Rosenstock has performed live stage versions of several sketches and characters, in shows titled "Gift Grub Live".

==Notable sketches==
Writers of the series respond to current news and events by writing satire on recent events. One episode involved the re-writing of the song Dry Your Eyes by The Streets, in which Roy Keane sings to David Beckham, consoling him on England's loss to France in UEFA Euro 2004. In a poll of Today FM listeners, this sketch was voted the "all time favourite" Gift Grub sketch.

In 2005, a sketch entitled "José and his Amazing Technicolor Overcoat", mimicking Chelsea boss José Mourinho, caught the attention of football fans in the UK and reportedly reached number 45 in the UK singles chart. Rosenstock was invited by Mourinho to attend a match at Stamford Bridge. This track, along with "I Sign a Little Player or Two", based on Aretha Franklin's I Say a Little Prayer, were broadcast on London's Capital Gold radio station.

In December 2005, a parody of Will Young's song Leave Right Now, relating to the events surrounding Roy Keane's dismissal from Manchester United, was released as a charity single in Ireland.
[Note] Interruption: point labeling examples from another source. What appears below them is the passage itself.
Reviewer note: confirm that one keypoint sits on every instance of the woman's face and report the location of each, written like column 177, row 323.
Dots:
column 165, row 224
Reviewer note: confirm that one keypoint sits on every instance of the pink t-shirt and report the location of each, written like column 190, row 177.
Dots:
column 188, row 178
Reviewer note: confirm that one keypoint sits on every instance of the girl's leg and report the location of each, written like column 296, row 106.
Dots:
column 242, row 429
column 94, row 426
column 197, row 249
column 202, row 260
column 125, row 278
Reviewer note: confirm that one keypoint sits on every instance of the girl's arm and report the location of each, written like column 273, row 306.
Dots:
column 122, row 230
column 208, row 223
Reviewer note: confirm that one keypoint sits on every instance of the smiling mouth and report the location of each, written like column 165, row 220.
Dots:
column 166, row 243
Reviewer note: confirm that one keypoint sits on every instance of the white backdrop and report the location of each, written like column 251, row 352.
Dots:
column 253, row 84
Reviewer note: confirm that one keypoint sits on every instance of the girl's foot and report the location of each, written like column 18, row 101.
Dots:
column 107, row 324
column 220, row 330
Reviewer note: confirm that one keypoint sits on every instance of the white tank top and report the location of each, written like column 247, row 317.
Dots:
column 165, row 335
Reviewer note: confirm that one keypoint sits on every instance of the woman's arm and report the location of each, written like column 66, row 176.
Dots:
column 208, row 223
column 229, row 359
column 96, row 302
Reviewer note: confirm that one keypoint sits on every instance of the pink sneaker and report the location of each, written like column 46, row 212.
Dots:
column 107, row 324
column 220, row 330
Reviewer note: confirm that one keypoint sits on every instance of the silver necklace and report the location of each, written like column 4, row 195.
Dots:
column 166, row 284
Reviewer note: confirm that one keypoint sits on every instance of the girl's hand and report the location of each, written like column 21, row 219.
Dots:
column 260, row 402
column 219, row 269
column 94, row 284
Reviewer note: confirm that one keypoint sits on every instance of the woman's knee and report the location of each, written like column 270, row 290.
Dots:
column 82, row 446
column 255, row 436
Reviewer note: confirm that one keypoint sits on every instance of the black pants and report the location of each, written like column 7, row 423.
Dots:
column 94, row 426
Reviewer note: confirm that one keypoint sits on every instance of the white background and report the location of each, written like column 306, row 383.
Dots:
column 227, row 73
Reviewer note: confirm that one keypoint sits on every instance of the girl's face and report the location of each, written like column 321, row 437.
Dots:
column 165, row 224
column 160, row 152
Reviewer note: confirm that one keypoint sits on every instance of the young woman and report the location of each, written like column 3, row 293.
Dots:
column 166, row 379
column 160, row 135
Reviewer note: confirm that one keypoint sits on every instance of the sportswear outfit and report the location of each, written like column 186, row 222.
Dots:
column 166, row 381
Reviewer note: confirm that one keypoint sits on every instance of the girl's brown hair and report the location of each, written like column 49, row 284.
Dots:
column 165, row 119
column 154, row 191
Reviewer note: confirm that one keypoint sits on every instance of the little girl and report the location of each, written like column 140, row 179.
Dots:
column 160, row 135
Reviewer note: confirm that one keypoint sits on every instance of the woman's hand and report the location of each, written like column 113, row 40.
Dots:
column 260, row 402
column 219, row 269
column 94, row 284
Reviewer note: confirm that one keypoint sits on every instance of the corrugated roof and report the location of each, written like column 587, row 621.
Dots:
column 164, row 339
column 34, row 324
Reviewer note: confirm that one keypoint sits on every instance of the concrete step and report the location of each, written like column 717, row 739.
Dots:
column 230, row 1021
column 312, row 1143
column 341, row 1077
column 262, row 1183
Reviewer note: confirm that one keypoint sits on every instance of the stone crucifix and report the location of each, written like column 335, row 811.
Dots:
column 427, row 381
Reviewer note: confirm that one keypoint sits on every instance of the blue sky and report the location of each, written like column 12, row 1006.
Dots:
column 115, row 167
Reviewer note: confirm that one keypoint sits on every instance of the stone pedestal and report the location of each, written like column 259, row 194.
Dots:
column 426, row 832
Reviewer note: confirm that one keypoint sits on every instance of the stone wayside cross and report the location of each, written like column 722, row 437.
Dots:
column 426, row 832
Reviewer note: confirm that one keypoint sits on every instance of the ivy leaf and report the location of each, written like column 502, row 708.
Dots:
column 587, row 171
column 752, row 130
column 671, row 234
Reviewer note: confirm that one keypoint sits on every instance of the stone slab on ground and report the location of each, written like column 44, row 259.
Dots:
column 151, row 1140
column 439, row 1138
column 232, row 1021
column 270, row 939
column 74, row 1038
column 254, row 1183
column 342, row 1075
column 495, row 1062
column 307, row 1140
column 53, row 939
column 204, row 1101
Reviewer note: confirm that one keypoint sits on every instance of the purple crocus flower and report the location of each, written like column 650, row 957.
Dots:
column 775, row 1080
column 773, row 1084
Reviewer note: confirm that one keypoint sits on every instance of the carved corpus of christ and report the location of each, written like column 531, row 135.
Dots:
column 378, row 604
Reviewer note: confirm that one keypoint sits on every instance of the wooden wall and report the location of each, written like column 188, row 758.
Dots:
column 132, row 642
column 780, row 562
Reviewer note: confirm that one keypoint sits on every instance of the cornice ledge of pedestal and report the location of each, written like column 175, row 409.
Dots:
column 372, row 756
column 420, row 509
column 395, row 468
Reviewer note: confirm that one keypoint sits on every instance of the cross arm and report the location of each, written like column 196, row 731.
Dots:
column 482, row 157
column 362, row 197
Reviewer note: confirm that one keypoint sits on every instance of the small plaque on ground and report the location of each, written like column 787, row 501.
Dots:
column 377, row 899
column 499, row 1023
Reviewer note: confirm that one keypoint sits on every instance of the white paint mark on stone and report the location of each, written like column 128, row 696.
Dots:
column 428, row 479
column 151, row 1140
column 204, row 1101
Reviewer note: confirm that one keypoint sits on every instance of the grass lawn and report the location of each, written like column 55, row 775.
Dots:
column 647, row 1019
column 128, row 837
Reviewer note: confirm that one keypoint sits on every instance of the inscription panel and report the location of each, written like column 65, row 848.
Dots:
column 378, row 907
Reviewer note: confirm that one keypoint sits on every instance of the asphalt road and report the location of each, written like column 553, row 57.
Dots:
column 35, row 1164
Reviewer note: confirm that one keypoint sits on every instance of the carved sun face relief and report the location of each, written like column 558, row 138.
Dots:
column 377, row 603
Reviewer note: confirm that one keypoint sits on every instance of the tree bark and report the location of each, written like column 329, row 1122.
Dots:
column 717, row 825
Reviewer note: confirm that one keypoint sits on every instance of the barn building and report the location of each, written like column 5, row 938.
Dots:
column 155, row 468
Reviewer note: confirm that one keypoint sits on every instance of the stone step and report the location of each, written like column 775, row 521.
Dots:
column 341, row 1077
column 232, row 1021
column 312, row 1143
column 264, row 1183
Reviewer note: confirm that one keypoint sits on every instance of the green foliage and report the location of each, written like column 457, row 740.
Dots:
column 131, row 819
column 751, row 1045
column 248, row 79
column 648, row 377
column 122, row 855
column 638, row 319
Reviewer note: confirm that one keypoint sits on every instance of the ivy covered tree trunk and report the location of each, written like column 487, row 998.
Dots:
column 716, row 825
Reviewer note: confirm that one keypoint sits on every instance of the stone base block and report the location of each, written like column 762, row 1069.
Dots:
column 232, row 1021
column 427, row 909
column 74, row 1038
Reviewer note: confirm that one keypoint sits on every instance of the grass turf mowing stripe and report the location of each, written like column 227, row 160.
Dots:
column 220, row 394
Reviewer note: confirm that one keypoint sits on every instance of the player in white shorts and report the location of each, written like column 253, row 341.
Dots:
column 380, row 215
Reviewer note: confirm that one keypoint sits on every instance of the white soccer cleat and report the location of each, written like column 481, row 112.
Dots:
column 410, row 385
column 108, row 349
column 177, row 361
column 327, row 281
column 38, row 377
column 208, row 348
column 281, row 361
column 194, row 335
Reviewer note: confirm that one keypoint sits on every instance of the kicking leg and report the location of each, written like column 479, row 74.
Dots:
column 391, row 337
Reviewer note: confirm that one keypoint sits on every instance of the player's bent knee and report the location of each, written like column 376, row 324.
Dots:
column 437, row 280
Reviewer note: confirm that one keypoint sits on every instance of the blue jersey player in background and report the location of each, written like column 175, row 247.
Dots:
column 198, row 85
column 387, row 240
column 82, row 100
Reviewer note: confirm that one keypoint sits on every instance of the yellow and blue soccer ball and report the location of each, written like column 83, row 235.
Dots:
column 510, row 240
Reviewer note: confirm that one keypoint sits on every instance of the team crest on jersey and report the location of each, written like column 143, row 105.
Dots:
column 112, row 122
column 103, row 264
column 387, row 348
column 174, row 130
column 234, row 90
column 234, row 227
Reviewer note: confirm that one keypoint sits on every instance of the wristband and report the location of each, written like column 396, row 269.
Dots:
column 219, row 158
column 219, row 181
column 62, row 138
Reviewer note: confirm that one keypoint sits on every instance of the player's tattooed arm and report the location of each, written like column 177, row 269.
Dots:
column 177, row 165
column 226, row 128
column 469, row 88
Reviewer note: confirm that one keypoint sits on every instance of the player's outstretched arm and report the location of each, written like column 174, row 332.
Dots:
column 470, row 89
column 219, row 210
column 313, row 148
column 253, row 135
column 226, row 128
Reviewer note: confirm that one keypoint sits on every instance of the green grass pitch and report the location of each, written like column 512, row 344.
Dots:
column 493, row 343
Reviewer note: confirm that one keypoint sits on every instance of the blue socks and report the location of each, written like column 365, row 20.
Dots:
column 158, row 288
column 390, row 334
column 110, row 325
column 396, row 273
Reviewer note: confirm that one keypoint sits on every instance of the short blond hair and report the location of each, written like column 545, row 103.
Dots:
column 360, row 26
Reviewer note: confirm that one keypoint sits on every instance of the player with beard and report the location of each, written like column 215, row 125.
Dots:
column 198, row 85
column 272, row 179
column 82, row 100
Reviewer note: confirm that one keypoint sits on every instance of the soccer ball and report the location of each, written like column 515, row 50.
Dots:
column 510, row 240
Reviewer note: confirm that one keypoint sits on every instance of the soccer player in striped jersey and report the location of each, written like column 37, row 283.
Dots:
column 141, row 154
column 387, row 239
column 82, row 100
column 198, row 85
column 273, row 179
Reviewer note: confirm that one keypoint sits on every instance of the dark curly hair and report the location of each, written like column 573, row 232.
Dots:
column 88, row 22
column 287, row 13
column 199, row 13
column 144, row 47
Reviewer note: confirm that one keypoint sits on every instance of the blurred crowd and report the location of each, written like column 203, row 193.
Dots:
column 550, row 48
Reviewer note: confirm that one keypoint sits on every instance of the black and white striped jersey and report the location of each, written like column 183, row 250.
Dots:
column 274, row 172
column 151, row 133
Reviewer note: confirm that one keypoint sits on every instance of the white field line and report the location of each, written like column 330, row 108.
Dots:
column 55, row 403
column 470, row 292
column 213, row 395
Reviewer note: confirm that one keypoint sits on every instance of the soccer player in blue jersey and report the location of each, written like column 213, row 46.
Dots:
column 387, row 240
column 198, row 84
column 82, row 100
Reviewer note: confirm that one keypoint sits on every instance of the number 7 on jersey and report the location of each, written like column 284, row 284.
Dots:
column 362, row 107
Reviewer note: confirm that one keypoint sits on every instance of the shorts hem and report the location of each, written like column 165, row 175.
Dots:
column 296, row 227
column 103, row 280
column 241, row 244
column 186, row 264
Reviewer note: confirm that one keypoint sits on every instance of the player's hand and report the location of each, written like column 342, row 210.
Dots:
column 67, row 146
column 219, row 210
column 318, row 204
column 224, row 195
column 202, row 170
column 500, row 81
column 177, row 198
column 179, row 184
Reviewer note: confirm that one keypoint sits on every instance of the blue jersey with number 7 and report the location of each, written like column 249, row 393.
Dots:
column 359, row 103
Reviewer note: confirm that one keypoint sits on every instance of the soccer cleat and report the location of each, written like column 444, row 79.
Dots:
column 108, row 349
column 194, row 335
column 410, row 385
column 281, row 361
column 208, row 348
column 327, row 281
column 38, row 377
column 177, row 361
With proceeds going to the Irish Guide Dogs Association, it entered the charts and was the Christmas number one in 2005.

In March 2007, the real Roy Keane met with Ian Dempsey to promote the Irish Guide Dogs Foundation and was introduced to the Gift Grub Roy. Previous guests who were invited on the show to meet their Gift Grub equivalents included Hector Ó hEochagáin, Eddie Hobbs, and Ronan Keating. Bertie Ahern also joined the show to celebrate the segment's tenth anniversary.

In November 2009, Today FM released a special 10-year edition of the annual 'Best of' CD. This included 3 CDs, including a 'best of 2009' CD, a 'best of the decade' CD, and an unreleased sketches CD.